2. I acknowledge (a) I have been advised to consult with an attorney regarding the terms of this General Release prior to executing it, (b) I have seven calendar days from the date of execution to deliver written notice of my revocation of the Agreement and this General Release to the Company's General Counsel, (c) I fully understand all of the terms and conditions of this General Release, (d) I understand nothing contained herein contains a waiver of claims arising after the date of execution of this General Release, and (e) I am entering into this General Release knowingly, voluntarily, and of my own free will. I further understand my revocation of the Agreement and this General Release will render me ineligible for the payments and benefits described herein and in the Agreement.

3. I understand, once I sign and return this General Release to the Company, I have seven calendar days to revoke it.
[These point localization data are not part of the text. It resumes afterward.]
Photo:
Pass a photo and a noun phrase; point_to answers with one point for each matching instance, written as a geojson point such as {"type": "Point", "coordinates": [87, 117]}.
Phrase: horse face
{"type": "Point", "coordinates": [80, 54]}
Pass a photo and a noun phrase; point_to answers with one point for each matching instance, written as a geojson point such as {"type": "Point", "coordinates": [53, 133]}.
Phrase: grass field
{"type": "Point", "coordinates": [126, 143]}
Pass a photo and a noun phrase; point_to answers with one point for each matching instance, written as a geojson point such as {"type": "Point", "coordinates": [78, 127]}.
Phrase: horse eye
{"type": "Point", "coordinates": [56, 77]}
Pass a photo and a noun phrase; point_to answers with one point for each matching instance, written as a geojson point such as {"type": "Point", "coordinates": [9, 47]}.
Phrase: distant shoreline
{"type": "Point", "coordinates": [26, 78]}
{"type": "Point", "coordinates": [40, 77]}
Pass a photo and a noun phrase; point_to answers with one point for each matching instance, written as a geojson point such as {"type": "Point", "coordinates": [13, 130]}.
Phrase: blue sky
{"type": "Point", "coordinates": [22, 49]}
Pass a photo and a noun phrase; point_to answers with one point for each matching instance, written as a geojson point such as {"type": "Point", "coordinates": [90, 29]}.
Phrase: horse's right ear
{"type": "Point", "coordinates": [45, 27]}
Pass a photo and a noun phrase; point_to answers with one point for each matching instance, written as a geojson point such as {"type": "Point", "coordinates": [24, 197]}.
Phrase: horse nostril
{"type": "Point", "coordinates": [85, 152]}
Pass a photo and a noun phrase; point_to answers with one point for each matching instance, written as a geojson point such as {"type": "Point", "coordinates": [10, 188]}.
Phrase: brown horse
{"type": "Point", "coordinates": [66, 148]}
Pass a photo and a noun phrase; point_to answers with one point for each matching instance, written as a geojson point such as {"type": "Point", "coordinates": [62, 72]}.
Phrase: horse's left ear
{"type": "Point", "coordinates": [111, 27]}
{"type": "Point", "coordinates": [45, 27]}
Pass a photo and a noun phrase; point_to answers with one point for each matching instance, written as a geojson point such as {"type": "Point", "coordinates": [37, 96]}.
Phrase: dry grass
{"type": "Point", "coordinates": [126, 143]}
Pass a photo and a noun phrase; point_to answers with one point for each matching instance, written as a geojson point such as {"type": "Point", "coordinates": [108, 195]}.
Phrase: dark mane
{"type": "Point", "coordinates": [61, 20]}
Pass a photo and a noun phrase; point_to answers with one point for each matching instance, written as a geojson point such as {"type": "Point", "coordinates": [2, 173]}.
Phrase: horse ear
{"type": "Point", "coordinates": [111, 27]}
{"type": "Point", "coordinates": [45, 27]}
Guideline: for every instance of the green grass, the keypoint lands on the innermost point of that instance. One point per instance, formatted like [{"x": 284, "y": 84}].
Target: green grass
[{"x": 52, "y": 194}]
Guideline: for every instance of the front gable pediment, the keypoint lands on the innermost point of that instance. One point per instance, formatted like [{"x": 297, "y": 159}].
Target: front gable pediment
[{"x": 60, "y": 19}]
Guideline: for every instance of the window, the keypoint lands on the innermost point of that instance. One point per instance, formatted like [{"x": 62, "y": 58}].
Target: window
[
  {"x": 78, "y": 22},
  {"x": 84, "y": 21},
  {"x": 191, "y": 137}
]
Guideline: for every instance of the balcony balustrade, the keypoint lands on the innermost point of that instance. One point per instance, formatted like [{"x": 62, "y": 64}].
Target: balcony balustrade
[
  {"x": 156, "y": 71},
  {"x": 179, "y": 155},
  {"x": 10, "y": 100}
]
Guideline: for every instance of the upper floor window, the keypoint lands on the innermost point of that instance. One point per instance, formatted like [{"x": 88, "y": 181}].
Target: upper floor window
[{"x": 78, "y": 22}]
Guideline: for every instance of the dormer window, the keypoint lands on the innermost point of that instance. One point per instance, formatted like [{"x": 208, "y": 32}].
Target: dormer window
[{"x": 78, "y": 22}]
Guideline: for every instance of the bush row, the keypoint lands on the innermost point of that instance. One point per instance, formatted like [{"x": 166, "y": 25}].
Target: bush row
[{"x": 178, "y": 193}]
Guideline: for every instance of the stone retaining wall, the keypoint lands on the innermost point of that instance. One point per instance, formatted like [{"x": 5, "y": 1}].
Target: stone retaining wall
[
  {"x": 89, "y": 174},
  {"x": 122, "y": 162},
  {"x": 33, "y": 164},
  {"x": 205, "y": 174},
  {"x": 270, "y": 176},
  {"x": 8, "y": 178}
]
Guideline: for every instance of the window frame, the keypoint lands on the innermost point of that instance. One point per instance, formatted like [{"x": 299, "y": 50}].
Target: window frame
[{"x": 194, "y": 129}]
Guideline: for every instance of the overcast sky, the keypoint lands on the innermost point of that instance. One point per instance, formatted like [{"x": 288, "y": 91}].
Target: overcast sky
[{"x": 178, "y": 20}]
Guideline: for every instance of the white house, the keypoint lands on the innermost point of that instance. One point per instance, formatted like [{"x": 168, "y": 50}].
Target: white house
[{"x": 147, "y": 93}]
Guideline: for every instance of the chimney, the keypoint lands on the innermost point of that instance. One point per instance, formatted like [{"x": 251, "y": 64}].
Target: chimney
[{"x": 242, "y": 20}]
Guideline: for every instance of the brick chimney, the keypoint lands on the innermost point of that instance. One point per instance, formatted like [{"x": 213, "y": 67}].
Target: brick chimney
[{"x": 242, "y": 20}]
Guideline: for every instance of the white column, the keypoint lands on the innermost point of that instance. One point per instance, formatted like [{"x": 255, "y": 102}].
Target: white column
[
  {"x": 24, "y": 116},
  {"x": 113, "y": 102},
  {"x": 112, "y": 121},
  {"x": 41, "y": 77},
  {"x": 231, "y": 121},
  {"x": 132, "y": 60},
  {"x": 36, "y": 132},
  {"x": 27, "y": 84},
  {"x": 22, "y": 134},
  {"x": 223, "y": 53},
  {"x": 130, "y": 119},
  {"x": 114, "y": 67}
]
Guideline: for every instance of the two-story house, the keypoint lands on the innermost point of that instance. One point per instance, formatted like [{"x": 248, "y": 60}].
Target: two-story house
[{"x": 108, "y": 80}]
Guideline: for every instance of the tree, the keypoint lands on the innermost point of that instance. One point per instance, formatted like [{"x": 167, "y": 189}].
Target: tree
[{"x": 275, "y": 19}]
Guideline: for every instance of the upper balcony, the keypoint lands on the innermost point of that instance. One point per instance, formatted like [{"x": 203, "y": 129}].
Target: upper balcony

I may do so by delivering to the Company written notice of my revocation within the seven-day revocation period (the "Revocation Period"). This General Release will become effective on the eighth day after I sign and return it to the Company ("Effective Date"), provided I have not revoked it during the Revocation Period.
 
I ACKNOWLEDGE I HAVE BEEN ADVISED BY THE COMPANY TO CONSULT WITH AN ATTORNEY BEFORE SIGNING THIS GENERAL RELEASE.

I HAVE READ THIS GENERAL RELEASE AND UNDERSTAND ALL OF ITS TERMS. I SIGN AND ENTER THIS GENERAL RELEASE KNOWINGLY AND VOLUNTARILY, WITH FULL KNOWLEDGE OF ITS MEANING.